Like most New Yorkers, I LOVE to shop. Never mind baseball — snagging a bag of fantastic finds and super bargains is indeed our city’s favorite pastime.
Yet my knowledge of Fair Trade was mostly limited to the coffee and chocolate displays at Whole Foods. While the jewelry, bags, scarves and baskets on display at the New York Action Center are cute, I never made the Fair Trade connection.
One morning, one of our Battery Park City neighbors visited the Action Center and noticed a set of colorful nesting bowls on display. Noticed is actually too mild a term: she went wild over it! On hearing the story of the bowls — made by South African women out of discarded newspapers and painted in traditional Shwe Shwe patterns, with proceeds supporting living wages for women artisans and benefiting AIDS education in poor South African communities — she immediately whipped out her credit card to purchase the set.
“These are amazing! And the story behind them is so incredible,” she noted, trying on a necklace from Cambodia she eventually added to her purchase. “I had no idea you had stuff like this here.”
“Hmmm…shopping as an action,” I thought. And with that a Fair Trade Trunk Show was born.
As part of a month-long celebration of World Fair Trade Day, the Action Center took its selection of Fair Trade, eco-friendly fashion and home accessories on the road. The goal: to show New Yorkers that the simple act of shopping can be a meaningful, highly impactful action in the fight against world hunger and poverty.
We partnered with Counter, a trendy vegetarian bistro in the East Village which specializes in dishes made with sustainably-grown ingredients and features an extensive selection of organic wines, beers and cocktails. Gourmet food, environmentally-friendly drinks, and stylish Fair Trade fashion — this was conscious consumerism at its finest!

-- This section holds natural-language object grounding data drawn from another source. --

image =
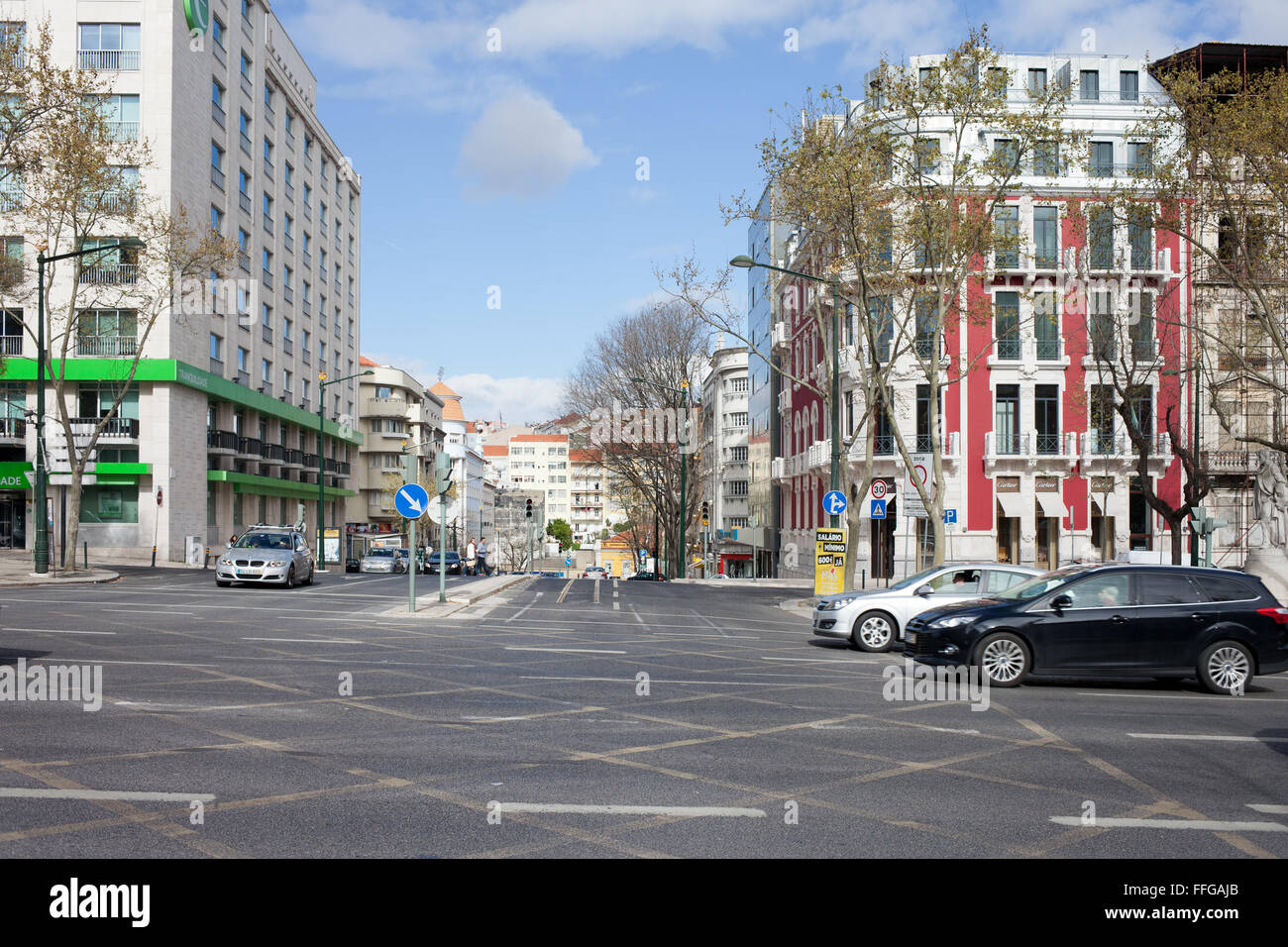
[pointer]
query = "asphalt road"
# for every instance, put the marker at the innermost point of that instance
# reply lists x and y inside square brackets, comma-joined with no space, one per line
[711,710]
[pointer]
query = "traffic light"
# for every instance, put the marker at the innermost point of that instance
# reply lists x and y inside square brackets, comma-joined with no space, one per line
[442,474]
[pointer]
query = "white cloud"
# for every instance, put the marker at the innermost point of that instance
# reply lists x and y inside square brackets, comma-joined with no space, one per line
[520,146]
[518,399]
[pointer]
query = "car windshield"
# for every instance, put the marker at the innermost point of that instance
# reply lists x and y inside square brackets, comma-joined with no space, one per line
[263,540]
[1038,585]
[919,579]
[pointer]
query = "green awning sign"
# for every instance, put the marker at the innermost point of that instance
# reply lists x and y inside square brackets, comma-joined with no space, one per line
[198,16]
[14,474]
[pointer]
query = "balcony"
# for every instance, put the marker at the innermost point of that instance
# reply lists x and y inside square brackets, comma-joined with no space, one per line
[108,59]
[13,429]
[108,346]
[120,274]
[114,429]
[222,441]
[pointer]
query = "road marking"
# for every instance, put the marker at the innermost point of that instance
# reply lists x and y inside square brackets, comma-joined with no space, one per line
[1199,823]
[1216,737]
[58,631]
[681,810]
[305,641]
[7,792]
[584,651]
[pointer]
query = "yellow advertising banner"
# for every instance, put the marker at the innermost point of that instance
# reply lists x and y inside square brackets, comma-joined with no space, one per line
[828,562]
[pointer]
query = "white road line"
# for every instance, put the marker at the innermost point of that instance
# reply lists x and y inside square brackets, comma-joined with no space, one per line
[305,641]
[58,631]
[7,792]
[682,810]
[1215,737]
[584,651]
[1199,823]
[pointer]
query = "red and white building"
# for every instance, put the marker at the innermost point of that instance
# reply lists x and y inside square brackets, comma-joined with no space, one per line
[1037,468]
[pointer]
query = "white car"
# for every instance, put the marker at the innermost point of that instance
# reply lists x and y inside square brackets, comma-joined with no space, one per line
[872,620]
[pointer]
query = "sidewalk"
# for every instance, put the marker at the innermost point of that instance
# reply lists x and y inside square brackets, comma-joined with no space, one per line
[458,598]
[17,569]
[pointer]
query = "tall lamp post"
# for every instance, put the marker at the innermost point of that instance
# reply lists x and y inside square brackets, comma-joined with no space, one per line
[42,509]
[747,263]
[684,466]
[322,384]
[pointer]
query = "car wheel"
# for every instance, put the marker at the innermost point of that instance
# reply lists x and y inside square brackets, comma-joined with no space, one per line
[1004,660]
[1225,668]
[874,631]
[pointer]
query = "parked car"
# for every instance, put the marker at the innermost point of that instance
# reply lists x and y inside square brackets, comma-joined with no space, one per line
[1162,621]
[875,618]
[384,560]
[451,562]
[267,554]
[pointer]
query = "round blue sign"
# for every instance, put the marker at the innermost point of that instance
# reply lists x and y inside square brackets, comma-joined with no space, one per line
[411,500]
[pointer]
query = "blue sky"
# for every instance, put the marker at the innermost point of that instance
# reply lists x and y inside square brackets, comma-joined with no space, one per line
[516,167]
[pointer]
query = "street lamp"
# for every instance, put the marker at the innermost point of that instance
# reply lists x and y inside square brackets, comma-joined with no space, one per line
[684,467]
[322,384]
[747,263]
[42,512]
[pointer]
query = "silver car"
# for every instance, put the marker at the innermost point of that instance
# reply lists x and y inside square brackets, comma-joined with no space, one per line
[872,620]
[384,560]
[267,554]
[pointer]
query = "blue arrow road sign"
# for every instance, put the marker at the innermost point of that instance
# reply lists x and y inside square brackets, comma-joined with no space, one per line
[411,500]
[833,502]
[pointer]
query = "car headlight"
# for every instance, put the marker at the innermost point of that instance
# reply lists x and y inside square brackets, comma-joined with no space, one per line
[837,603]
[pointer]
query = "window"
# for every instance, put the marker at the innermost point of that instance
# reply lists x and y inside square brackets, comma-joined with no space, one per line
[1046,158]
[1006,315]
[1046,237]
[1128,86]
[1100,237]
[1089,85]
[1006,420]
[1046,418]
[1102,158]
[108,47]
[1006,234]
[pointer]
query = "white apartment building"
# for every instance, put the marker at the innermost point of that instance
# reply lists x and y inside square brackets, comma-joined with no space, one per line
[1037,471]
[226,408]
[725,472]
[395,412]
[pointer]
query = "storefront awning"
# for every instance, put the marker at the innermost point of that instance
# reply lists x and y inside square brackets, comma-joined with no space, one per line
[1117,505]
[1052,505]
[1013,505]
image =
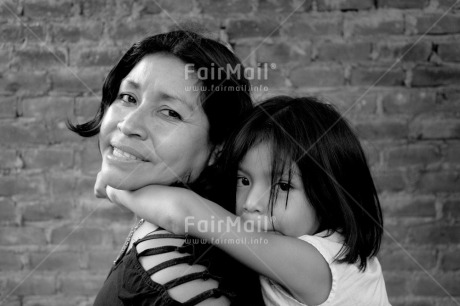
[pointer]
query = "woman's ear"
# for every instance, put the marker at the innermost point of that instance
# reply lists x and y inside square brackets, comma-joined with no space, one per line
[215,154]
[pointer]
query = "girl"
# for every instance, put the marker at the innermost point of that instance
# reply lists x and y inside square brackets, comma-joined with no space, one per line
[307,215]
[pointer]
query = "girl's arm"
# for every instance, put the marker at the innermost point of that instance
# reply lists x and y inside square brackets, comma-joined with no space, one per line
[293,263]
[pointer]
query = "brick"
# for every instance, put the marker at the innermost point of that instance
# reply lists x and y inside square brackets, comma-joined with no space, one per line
[435,126]
[20,132]
[46,210]
[389,180]
[94,8]
[102,210]
[170,6]
[403,4]
[81,283]
[22,185]
[84,80]
[424,76]
[451,209]
[34,284]
[223,7]
[10,159]
[374,23]
[449,51]
[58,133]
[8,107]
[10,33]
[344,52]
[62,184]
[395,234]
[282,7]
[7,211]
[9,261]
[49,108]
[408,205]
[448,4]
[90,160]
[439,182]
[448,100]
[381,128]
[317,76]
[397,102]
[130,32]
[72,33]
[434,234]
[426,286]
[8,9]
[94,57]
[87,106]
[55,261]
[36,57]
[101,260]
[48,158]
[452,154]
[377,76]
[308,26]
[449,260]
[250,28]
[410,155]
[78,235]
[404,51]
[344,5]
[269,79]
[408,260]
[353,102]
[48,10]
[283,53]
[24,83]
[433,24]
[17,236]
[396,284]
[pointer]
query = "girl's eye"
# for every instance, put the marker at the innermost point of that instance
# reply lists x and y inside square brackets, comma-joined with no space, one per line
[284,186]
[242,181]
[172,114]
[126,98]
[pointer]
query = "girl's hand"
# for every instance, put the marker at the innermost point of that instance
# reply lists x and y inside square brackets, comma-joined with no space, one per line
[100,187]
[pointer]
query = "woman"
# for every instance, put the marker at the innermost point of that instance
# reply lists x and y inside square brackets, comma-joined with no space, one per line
[155,127]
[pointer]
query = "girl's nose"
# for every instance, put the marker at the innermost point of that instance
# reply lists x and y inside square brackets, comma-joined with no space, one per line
[133,124]
[257,200]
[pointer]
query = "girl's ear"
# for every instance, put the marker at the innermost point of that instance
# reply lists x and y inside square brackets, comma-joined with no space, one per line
[215,154]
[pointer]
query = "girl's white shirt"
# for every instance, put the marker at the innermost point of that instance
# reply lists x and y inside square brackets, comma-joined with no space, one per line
[349,285]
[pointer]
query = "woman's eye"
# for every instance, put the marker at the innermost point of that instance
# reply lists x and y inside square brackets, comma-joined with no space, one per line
[171,113]
[284,186]
[242,181]
[126,98]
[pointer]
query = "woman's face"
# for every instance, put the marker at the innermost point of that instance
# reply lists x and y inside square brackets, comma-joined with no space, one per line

Dozens of shoppers turned out for this three-hour cocktail event including supporters of the Action Center, Mercy Corps donors and new friends from the neighborhood and around the city.
My friend Leslie came by to browse for a Mother’s Day gift. Her eyes wandered among the colorful necklaces, bags and hand-woven baskets, but nothing seemed to grab her. Then I showed her one of the reusable market bags. What she saw was a sort of laminated zip-pouch. “What’s that?” she asked, skeptical.
I opened it to reveal a pretty blue and brown batik print cloth bag inside. “Oh wow,” she ventured. “That’s kind of cool.”
I went on to explain that the bag was made from recaptured cotton sarongs and the outer pouch, which serves as a reinforced base when the bag was opened, was made from recycled rice bags covered with the newspaper comics. Small enough to fit in a purse, yet sturdy enough to carry a good day’s shopping, each one-of-a-kind bag features tribal patterns on trend of spring. Each purchase helped provide a living wage for women in Phnom Penh, Cambodia, as well as supported programs for street children, at high risk of violence, trafficking and prostitution.
Later, over a glass of biodynamic Tiamo Sangiovese, Leslie thanked me for inviting her to the event. “This was so much fun and much more than I expected,” she explained. “I had no idea this stuff would be so cool and had such an important impact on the lives of women. What a great way to celebrate Mother’s Day!”
By the end of the evening, the New York Action Center raised $800 to support its programming — as well as dozens of new names to add to its Friends List — and a heightened, enthusiastic awareness of what the Action Center has to offer. Shoppers came away with bags full of fantastic finds, a great feeling, and most important, a better understanding of how simple choices can make an important difference in the fight against hunger and poverty.